Em ranking que considera salário de egresso, Babson é melhor que Harvard

Por Sabine Righetti

Alguém aí já tinha ouvido falar do Babson College? Eu não. Mas essa instituição de Massachusetts (mesmo estado do famoso MIT) acaba de ser classificada como a melhor dos EUA em um ranking lançado nesta segunda-feira (28).

O novo ranking de universidades dos EUA é da revista “Money” (“Dinheiro”), que é do grupo “Time”.

A ideia da publicação foi classificar as universidades dos EUA a partir de três principais critérios: qualidade do ensino, acessibilidade (em termos de custo) e os salários do ex-alunos –que o ranking chamou chamou de “valor agregado”.

Babson College foi a escola com o melhor custo-benefício na matemática dos gastos e dos salários. Surpresa geral. É uma instituição focada em business, muito parecida com a brasileira FGV. Tem pouco mais de 2.000 alunos. Nem aparece em rankings internacionais de universidades.

A graduação na Babson sai por quase R$ 430 mil o curso todo, incluindo gastos com moradia e com alimentação durante a graduação. Caro? Sim, bastante, é 7% mais cara que a famosa Harvard. Mas os estudantes deixam a escola com um salário médio inicial de R$ 10,8 mil mensais.

Bacana, não?

Outra vantagem é que quem estuda no Babson College sai empregado. Durante a graduação, diz a “Money”, os alunos são incentivados a fazer trabalhos voluntários, fazem estágios na região e também são estimulados a abrir o próprio negócio.

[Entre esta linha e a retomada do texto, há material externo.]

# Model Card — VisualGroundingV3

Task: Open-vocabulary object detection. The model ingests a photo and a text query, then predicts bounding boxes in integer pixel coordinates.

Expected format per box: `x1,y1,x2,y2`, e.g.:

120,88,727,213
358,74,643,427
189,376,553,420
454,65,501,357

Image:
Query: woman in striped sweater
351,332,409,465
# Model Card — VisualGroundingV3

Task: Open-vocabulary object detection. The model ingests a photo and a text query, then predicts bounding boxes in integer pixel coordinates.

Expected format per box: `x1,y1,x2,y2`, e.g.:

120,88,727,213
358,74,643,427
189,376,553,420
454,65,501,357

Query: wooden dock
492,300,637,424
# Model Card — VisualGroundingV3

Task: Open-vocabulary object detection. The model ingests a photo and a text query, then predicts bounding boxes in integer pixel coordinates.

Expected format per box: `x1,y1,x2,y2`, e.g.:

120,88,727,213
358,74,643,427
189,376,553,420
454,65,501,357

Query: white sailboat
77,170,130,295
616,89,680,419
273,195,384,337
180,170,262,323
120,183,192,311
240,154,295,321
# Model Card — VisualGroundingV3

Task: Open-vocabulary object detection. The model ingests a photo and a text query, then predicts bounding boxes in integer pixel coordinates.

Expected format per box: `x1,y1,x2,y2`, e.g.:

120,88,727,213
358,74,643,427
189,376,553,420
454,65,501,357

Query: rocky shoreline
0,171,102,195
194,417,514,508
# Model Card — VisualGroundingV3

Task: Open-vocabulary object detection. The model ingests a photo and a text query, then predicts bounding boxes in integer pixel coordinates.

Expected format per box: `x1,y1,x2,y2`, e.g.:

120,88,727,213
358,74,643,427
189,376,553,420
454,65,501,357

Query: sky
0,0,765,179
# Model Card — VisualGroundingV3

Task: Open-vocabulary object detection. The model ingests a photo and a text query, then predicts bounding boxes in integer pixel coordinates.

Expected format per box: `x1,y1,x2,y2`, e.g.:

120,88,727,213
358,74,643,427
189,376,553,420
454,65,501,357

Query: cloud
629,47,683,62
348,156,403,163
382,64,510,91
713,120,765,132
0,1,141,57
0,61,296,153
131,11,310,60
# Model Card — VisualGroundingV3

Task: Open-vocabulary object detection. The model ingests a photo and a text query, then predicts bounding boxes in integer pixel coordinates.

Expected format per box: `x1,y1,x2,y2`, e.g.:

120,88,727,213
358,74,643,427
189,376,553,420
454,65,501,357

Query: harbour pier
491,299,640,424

Isso é importante. Concluir o ensino superior com dívida e sem emprego não é muito animador.

CARREIRA E SALÁRIO

De acordo com a “Money”, quem entra na universidade está preocupado com isso: carreira, o primeiro emprego e o salário em médio e longo prazo. Isso é especialmente importante nos EUA, em que todas as universidades são pagas (e caras).

Ou seja: na hora de avaliar uma instituição de ensino superior e escolher em qual estudar, é preciso avaliar o “valor agregado”.

Os indicadores usados pela “Money” para avaliar as universidades , claro, são polêmicos. Ao considerar gastos e salários, o ranking não prioriza critérios usados pela maioria dos rankings universitários, como a produção científica de cada universidade.

Entende-se, internacionalmente, que uma boa instituição de ensino superior faz pesquisa científica de qualidade.

Para se ter uma ideia, Harvard, que coleciona 47 docentes com prêmio Nobel e é a melhor do mundo de acordo com o ranking de Xangai, ficou em 6º na lista da “Money”.

80 ALUNOS

Além do Babson College, outra surpresa da lista da “Money” é o Instituto Webb, que tem apenas 80 alunos no curso único de engenharia naval. É uma graduação “barata” para os padrões americanos (R$ 170 mil). O salário inicial de quem sai de lá salta aos olhos: cerca de R$12 mil.

Dentre comentários e críticas que li sobre a nova avaliação de universidades da “Money”, gostei de uma: agora, com a lista de “Money”, os estudantes dos EUA têm uma forma a mais para avaliar as universidades e para tomar sua decisão de onde estudar.

Antes, o “US News” tinha o monopólio de rankings de universidades naquele país, feitos há mais de 30 anos. Quanto mais informações, melhor.